The COVID 19 pandemic has impacted economies all over the world. There are many indicators of the economy like inflation, GDP, interest rate, unemployment rate, and so on. The most commonly spoken about indicator on the internet and media however is the GDP. But is this the right indicator to analyse during and in the post-COVID 19 period? Answers to this question and others such as what factors should one consider while analysing the economy will be answered.

What is GDP?

It is the total market value of all goods and services produced in a country in a specific time period.

Expenditures, production, and income are the 3 methods of calculating GDP.

Using expenditure approach, GDP = C + I + G + (X — M)

● Consumer (or household) spending (C)

● Business spending (or gross investment) (I)

● Government spending (G)

● Exports (or foreign spending on domestic products and services) (X)

● Imports (or domestic spending on foreign products and services) (M)

We often keep hearing about how low the GDP is and how the unemployment rate is very high. But, these 2 factors alone do not determine the future of the economy. Moreover, high GDP and low unemployment rates do not imply a bright future for the economy.

Here is an example to substantiate the above statement.

In the USA, non farm payroll employment increased by 271,000 in October 2015. The unemployment rate was at 5%. On November 6th, 2015 all stock market indices fell.

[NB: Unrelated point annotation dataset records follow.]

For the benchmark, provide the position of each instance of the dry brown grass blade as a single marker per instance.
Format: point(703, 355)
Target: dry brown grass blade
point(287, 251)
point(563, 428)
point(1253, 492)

Yet can we say that this is always the case?

Let’s have a look at an example that says otherwise. In the USA, in April 2017 employment increased by 211,000 and unemployment fell to 4.4%. But this time, the stock market rose and the dollar fell.

Does this contradiction imply that economic indicators are flawed and do not actually give the correct results?

The answer is No. Every day is a different day and the macroeconomic conditions play a role in the indicators.

The COVID 19 pandemic has affected economies all over the world due to lack of import-export, reduction in cash-flow as a result of which jobs were lost. As day to day things start getting back to normal, the GDP will start to increase. This pandemic was totally unexpected and such unexpected things happen at the micro-level on a day-to-day basis which is reflected in the country’s economy.

It can be said then that the economy neither keeps increasing nor decreasing indefinitely. It is a cycle comprising 5 phases. They are:

● Expansion

● Peak

● Contraction

● Trough

● Recovery

The USA, India, and other countries which are badly affected by COVID 19 are moving towards Trough and Recovery.

Even if things are back to normal, the economy won’t be the same as it was before the pandemic. So, certain fiscal policies and monetary policies are implemented to stimulate the economy.

Monetary policies are implemented by the Central Reserve Bank of a country which includes open market operations and other tools. Fiscal policies are implemented by the government which includes increased spending and/or decreased taxes.

The effectiveness of these policies changes according to the circumstances. In a recession with rising unemployment, cuts in the income tax will not always raise consumer spending because consumers may want to increase their savings in anticipation of further deterioration in the economy.(increased consumer spending => increase in GDP)

GDP, Inflation, unemployment rate, and other indicators are definitely linked to one another. But, an increase or decrease in one of them may or may not have a direct impact on the other.

In conclusion, there is no right or wrong indicator to measure the economy. It’s like choosing a company while buying stocks. It is totally up to us as participants in the economy to choose the criteria to judge the particular company. Certain indicators are more sensitive than the others which is why a combination of multiple indicators has to be used while assessing a company which of course extends to a country’s economy as well.